Mortgage rates are stuck just above 6 percent, but at least they’re not blowing up or shut down along with the rest of the credit world. We and our peers are operating normally.

Passage of the rescue bill has pushed up long-term Treasury rates, as markets anticipate large sales of new Treasury bonds to raise bailout cash. The stock market has stopped nauseating freefalls twice this week. These moves also reflect hopes for coordinated global central bank rate cuts over the weekend and a Euro-zone version of our rescue package.

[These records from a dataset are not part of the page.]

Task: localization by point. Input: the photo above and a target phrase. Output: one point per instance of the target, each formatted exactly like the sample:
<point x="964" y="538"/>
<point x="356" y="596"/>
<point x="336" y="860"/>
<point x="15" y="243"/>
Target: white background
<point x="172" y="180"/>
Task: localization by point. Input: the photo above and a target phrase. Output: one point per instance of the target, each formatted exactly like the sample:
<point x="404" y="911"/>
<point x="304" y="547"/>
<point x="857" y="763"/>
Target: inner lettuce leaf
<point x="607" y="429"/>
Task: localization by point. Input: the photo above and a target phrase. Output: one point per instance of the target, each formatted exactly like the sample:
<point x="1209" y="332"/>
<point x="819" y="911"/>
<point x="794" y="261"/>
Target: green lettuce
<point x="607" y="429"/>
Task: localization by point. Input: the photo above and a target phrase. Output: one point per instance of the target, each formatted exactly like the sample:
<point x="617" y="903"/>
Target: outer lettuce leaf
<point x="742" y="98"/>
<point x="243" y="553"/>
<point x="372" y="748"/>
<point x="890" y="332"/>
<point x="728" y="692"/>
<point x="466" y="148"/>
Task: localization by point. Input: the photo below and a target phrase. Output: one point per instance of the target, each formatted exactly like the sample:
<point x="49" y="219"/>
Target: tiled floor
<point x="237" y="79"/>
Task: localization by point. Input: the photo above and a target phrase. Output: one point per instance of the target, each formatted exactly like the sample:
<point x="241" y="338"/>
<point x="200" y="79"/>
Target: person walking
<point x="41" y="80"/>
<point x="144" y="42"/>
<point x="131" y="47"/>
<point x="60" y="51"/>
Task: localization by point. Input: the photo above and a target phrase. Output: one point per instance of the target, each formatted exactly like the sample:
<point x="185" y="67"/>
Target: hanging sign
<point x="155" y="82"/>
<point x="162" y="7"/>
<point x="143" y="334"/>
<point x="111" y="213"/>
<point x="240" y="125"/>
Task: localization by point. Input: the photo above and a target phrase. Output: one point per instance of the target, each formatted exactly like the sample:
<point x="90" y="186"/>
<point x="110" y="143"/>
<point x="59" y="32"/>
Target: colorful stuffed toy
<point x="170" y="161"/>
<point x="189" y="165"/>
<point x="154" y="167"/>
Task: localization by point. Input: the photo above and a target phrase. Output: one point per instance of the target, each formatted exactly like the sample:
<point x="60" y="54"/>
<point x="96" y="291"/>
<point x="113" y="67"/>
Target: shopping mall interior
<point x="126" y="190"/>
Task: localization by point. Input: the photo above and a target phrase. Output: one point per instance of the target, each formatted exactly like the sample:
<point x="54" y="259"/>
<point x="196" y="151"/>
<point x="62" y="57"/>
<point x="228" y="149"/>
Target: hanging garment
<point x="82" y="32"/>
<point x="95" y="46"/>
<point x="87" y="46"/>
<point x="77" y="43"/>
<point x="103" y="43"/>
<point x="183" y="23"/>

New economic data are awful, with GDP obviously contracting in September. Auto sales fell below 1 million last month, 26 percent below last year. The always-reliable purchasing managers’ "ISM" manufacturing index plunged from an expected 50 reading to 43.5 (50 is a breakeven economy, 44 is recession). New claims for unemployment insurance are running a sustained half-million each week, double the rate in a healthy economy. Today’s crusher: Payrolls fell 159,000 in September, half-again worse than forecast.

Before political and financial follies, the highest possible honor goes to Sheila Bair, FDIC head, for grace under pressure. She has gotten us out of WaMu and Wachovia with no hit to the insurance fund: no fuss, no mess, on time. To those of you worried about your bank accounts and stashing greenbacks: cool it. I think our banks are fine, now.

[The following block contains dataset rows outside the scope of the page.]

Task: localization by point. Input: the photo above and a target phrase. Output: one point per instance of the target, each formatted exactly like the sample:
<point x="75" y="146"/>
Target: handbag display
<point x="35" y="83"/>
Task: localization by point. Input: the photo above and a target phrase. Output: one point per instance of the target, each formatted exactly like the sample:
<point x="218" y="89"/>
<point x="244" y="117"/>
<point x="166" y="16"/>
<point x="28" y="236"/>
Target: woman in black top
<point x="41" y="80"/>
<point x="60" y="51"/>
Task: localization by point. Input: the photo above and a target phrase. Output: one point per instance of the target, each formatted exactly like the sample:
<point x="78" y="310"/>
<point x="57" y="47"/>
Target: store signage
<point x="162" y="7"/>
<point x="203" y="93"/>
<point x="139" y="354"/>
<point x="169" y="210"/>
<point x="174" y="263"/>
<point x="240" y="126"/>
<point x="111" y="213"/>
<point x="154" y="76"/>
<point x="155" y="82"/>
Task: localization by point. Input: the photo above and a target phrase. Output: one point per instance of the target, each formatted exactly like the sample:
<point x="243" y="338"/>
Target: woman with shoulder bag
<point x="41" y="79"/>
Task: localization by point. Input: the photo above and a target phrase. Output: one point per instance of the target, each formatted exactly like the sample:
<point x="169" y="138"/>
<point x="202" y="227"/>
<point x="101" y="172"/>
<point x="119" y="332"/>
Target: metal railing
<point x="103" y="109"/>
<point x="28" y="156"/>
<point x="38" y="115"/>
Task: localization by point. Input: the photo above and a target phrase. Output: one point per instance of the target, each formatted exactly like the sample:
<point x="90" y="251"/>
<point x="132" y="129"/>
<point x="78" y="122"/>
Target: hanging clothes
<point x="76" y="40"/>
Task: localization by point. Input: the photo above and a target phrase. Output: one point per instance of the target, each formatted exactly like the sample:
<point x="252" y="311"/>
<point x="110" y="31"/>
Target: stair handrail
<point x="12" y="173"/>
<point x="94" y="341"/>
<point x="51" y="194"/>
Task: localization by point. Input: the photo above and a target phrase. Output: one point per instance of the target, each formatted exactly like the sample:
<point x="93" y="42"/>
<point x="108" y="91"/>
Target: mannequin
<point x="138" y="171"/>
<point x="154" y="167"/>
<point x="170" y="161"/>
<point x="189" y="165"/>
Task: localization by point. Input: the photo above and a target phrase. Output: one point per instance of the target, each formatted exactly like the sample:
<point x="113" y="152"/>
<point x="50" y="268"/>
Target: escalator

This week we have been in the worst moments of the largest "run" in history, nothing remotely comparable, in part because of these damned elections. Civilians and experts alike have been terribly confused, trying to understand what is happening.

Two things have complicated comprehension: Until the last two weeks’ disaster, this was the slowest-moving run in history, starting 14 months ago. A "walk" on banks, no matter how massive, does not focus the mind of Main Street voters. Second, this run has been at wholesale, bank-on-bank, money-market fund on commercial paper, funds on munis … but no lines of depositors, no deposits lost.